White subdued a smile. He knew Frensham was trying the old soldier’s trick of denying everything until he could come up with a good answer.
‘Yes,’ he said slowly, to give him more time. ‘What’s the chaps’ reaction to this operation?’
Frensham had recovered a little by this time and felt he could say what had to be said. ‘Well,’ he observed, ‘they don’t talk to me a lot, sir.’
‘Nor to me, Sergeant,’ White pointed out. ‘But at least you’re in a position to hear the comments they make to each other, and I’m not. You must have formed an opinion.’
‘Yes, sir, I have, sir.’ Frensham saw it now as a fair enough question, and he tried to answer it honestly.
‘I suppose, sir,’ he said, ‘most of ’em don’t think much at all. Most soldiers don’t. On the other hand, I suppose we’ve got more than our fair share of talkers – like everybody else in this operation.’
‘Talkers, Sergeant?’
‘Sir, the Army’s so small these days that when they wanted to mount this operation, they just couldn’t move units about. They had to make new ones. They scraped the depots a bit. Asked COs for ten per cent of all effectives. You know that, sir.’
‘Yes, I know that.’
‘What would you have done, sir, if you’d been asked to supply ten per cent of your effectives? With no names mentioned.’

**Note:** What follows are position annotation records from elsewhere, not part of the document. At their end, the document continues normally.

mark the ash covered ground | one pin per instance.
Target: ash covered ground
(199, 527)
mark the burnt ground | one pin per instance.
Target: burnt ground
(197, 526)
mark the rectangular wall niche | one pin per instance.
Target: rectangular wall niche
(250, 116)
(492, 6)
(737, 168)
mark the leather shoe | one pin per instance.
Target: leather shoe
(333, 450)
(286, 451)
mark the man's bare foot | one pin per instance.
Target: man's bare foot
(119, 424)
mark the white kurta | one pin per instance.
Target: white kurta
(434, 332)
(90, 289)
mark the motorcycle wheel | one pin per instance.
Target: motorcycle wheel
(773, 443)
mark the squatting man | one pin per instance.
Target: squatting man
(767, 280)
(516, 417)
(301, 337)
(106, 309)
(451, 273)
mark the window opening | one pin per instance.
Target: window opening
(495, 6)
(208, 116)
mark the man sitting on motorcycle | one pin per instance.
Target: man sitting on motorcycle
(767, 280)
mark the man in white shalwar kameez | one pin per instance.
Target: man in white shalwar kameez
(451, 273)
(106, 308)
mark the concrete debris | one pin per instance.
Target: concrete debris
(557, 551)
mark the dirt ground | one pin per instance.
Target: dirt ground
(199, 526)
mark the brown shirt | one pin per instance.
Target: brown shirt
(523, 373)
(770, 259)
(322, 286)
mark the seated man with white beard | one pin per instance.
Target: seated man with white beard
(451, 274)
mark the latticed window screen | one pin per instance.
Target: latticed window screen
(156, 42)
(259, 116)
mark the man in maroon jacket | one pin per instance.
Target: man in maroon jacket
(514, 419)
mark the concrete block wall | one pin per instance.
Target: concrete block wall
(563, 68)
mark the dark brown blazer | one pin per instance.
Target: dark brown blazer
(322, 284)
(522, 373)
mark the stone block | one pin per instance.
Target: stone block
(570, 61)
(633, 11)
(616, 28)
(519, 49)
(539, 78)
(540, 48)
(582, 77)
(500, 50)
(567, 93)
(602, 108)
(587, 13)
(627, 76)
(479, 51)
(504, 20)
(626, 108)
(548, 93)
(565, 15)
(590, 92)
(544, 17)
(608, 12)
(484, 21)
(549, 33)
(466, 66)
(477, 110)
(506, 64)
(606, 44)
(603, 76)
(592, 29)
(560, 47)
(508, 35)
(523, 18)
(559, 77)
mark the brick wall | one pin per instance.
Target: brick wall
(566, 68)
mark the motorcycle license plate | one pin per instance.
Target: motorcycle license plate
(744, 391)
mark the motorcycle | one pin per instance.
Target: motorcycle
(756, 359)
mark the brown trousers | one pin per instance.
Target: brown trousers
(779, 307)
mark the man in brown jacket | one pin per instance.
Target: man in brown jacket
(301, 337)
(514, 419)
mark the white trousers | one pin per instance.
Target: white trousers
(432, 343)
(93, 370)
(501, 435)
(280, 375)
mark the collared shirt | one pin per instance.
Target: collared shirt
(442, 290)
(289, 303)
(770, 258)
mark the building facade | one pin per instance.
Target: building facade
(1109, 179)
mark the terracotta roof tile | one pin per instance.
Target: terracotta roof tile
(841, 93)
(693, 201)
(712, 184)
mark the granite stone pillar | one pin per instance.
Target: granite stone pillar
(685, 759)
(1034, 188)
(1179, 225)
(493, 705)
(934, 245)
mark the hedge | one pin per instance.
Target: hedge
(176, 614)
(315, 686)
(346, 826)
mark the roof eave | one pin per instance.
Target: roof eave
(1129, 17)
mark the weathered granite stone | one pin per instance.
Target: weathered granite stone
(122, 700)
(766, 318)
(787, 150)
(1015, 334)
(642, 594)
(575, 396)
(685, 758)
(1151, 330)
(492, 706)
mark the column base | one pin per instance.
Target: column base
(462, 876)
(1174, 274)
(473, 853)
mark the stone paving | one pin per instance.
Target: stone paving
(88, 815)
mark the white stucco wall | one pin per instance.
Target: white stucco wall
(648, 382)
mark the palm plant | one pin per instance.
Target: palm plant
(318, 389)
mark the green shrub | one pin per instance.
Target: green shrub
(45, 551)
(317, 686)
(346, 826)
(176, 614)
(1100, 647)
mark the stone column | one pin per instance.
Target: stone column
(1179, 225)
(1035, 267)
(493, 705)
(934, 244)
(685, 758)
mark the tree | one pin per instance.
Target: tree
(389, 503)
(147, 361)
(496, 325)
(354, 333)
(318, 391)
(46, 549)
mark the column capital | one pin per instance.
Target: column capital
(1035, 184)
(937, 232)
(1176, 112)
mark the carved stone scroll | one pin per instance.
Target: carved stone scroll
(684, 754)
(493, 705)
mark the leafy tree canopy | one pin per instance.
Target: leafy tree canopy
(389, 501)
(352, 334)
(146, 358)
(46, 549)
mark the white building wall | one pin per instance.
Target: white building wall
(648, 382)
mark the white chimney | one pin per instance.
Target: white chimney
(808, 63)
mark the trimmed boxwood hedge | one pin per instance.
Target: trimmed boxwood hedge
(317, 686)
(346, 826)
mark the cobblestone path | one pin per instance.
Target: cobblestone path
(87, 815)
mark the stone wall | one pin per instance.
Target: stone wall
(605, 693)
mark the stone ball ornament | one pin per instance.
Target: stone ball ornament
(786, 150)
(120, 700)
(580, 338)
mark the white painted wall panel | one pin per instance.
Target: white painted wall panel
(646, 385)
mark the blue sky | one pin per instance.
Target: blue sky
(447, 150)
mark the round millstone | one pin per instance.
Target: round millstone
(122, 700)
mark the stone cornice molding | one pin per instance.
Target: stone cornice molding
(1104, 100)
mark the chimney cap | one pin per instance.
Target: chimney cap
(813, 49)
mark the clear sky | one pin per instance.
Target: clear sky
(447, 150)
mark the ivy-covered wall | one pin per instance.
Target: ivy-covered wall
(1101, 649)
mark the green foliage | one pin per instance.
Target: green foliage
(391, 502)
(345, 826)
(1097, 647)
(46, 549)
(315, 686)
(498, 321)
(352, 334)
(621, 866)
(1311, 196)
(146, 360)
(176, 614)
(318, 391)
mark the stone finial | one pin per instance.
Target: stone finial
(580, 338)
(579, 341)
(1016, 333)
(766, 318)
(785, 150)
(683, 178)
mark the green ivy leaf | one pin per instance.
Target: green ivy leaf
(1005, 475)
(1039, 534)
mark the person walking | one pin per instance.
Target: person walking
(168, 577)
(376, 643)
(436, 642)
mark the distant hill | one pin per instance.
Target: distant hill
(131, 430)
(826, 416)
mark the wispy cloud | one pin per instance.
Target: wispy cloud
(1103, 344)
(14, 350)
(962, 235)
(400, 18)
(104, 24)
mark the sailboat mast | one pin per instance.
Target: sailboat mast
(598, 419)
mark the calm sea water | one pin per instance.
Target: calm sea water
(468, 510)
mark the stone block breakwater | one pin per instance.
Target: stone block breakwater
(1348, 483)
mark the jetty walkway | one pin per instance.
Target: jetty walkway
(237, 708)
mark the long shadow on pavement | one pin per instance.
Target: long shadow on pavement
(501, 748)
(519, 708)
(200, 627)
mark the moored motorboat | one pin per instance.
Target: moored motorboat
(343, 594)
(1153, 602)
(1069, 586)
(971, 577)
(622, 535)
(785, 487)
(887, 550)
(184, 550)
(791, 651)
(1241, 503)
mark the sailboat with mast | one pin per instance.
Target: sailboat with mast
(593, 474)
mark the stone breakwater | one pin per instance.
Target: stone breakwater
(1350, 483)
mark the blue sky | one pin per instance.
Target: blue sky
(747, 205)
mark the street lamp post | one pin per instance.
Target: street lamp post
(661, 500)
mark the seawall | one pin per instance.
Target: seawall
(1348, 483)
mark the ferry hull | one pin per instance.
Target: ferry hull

White grinned and Frensham went on: ‘If you’d had ten wireless operators, sir,’ he said, ‘you’d have sent the one who could never manage to get to the shack in time to take his watch. If you’d had ten electrical mechs., sir, you’d have sent the one least likely to repair a p
ranged set. If you’d had ten of anything, sir, you’d have sent the worst. And you know, sir, as well as I do, who’re always the worst ones.’
White’s smile had vanished again. ‘Yes, Sergeant,’ he said soberly, ‘I know who’re the worst ones.’
‘The troublemakers, sir. That’s who. The sort who ought to be slung out and would be if it weren’t so bloody hard these days to get recruits.’
White was frowning now. Frensham’s difficulties were only an extension of his own.
‘These talkers,’ he said reflectively. ‘What are they talking about?’
Frensham flicked a piece of fluff from his immaculate uniform. ‘Cuts in pay chiefly, sir,’ he said. ‘Bad move that. Especially as it don’t hit people like me and you.’
White nodded. ‘You’re being very helpful, Sergeant. But, actually, this isn’t quite what I asked you. I asked how they regarded this operation. There’s been a lot written in the newspapers. There’s been a lot argued on the radio and the television. They must have seen and heard it. They must have formed their opinions. A lot of people are against it. Are they?’
Frensham frowned, pinned down on something he’d hoped to avoid. ‘Well, sir,’ he said, ‘I wouldn’t say they were for it.’
Five
The following evening, with the sweat dropping off the end of his nose as he worked, Ginger Bowen was again in the little room at the back of the guardroom at Pepul, painting with red paint the fire bucket he had so laboriously polished the previous day.
He was almost alone, because Sergeant O’Mara was at the main gate busy with the ceremonials attending on the departure of General Hodges. Everybody in Pepul above the rank of major had been aware of the ‘blitz’ that had gone on throughout the camp, because of the urgent calling for details such as medical officers’ reports, provost officers’ reports, daily returns and so on, and the shaken look on the faces of the infantry brigadiers, Calhoun and Dixon, as they had emerged from the conference, had been reflected shortly afterwards in the faces of their staffs as the stirring-up process had been promptly passed on to them. Now, with General Hodges installed with a drink in the officers’ mess waiting for a broadcast by the Leader of the Opposition from London, everybody in camp, sensing a new atmosphere about them, was suddenly on his toes.